Marine Corps Reserve Cpl. Henry Andregg, Jr., 22, of Whitwell, Tennessee, will be buried August 25 in Chattanooga, Tennessee. In November 1943, Andregg was assigned to Company C, 2nd Amphibious Tractor Battalion, 2nd Marine Division, which landed against stiff Japanese resistance on the small island of Betio in the Tarawa Atoll of the Gilbert Islands, in an attempt to secure the island. Over several days of intense fighting at Tarawa, approximately 1,000 Marines and Sailors were killed and more than 2,000 were wounded, but the Japanese were virtually annihilated. Andregg died sometime on the first day of battle, Nov. 20, 1943.
The battle of Tarawa was a huge victory for the U.S. military because the Gilbert Islands provided the U.S. Navy Pacific Fleet a platform from which to launch assaults on the Marshall and Caroline Islands to advance their Central Pacific Campaign against Japan.
In the immediate aftermath of the fighting on Tarawa, U.S. service members who died in the battle were buried in a number of battlefield cemeteries on the island. In May 1946, the 604th Quartermaster Graves Registration Company of the American Graves Registration Services (AGRS) had recovered 532 sets of remains from burial sites across the Tarawa Atoll and interred them in Lone Palm Cemetery.
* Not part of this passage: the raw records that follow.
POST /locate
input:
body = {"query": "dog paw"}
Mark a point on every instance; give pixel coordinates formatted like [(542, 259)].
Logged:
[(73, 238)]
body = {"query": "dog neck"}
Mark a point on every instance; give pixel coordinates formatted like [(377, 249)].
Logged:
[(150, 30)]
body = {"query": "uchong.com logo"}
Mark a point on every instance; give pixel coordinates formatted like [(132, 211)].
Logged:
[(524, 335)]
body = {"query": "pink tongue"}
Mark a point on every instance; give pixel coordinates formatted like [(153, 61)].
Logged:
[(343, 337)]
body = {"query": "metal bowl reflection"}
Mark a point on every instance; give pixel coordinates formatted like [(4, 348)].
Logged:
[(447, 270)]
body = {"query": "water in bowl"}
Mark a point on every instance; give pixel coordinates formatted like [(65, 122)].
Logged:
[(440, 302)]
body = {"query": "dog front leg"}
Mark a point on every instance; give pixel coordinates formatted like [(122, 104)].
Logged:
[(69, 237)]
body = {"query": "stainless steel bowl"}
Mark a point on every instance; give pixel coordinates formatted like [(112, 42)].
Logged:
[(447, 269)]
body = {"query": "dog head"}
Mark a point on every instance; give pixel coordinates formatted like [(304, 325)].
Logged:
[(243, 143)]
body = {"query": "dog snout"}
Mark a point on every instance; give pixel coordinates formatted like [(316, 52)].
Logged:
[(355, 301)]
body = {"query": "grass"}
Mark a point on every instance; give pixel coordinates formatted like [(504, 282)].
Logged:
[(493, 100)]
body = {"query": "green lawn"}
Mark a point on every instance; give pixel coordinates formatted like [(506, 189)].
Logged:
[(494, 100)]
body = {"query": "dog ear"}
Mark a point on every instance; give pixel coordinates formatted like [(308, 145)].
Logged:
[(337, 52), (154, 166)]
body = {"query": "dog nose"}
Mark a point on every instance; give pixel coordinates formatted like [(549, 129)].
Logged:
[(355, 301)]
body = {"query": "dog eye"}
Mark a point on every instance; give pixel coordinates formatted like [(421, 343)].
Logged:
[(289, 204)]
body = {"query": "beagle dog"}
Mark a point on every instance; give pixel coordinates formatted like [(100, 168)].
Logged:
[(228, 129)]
The remains that could not be identified were designated as “Unknowns.”
In November 1946, the U.S. Army began disinterment to bring the remains to Oahu for identification at the Central Identification Laboratory. In 1949 and 1950, the remains that could not be identified were interred in the National Memorial Cemetery of the Pacific (NMCP – also known as the “Punchbowl”) in Honolulu.
In October 2016, due to recent advances in forensic technology, DPAA began the exhumation of unknown remains associated with Tarawa from NMCP and sent the remains to the DPAA laboratory for analysis.
To identify Andregg’s remains, scientists from DPAA examined circumstantial evidence and conducted laboratory analyses, including dental, anthropological and chest radiograph comparisons, which matched his records.
Of the 16 million Americans who served in World War II, more than 400,000 died during the war. Currently there are 73,029 service members (approximately 26,000 are assessed as possibly-recoverable) still unaccounted for from World War II. Andregg’s name is recorded on the Walls of the Missing at an American Battle Monuments Commission site along with the other MIAs from WWII. A rosette will be placed next to his name to indicate he has been accounted for.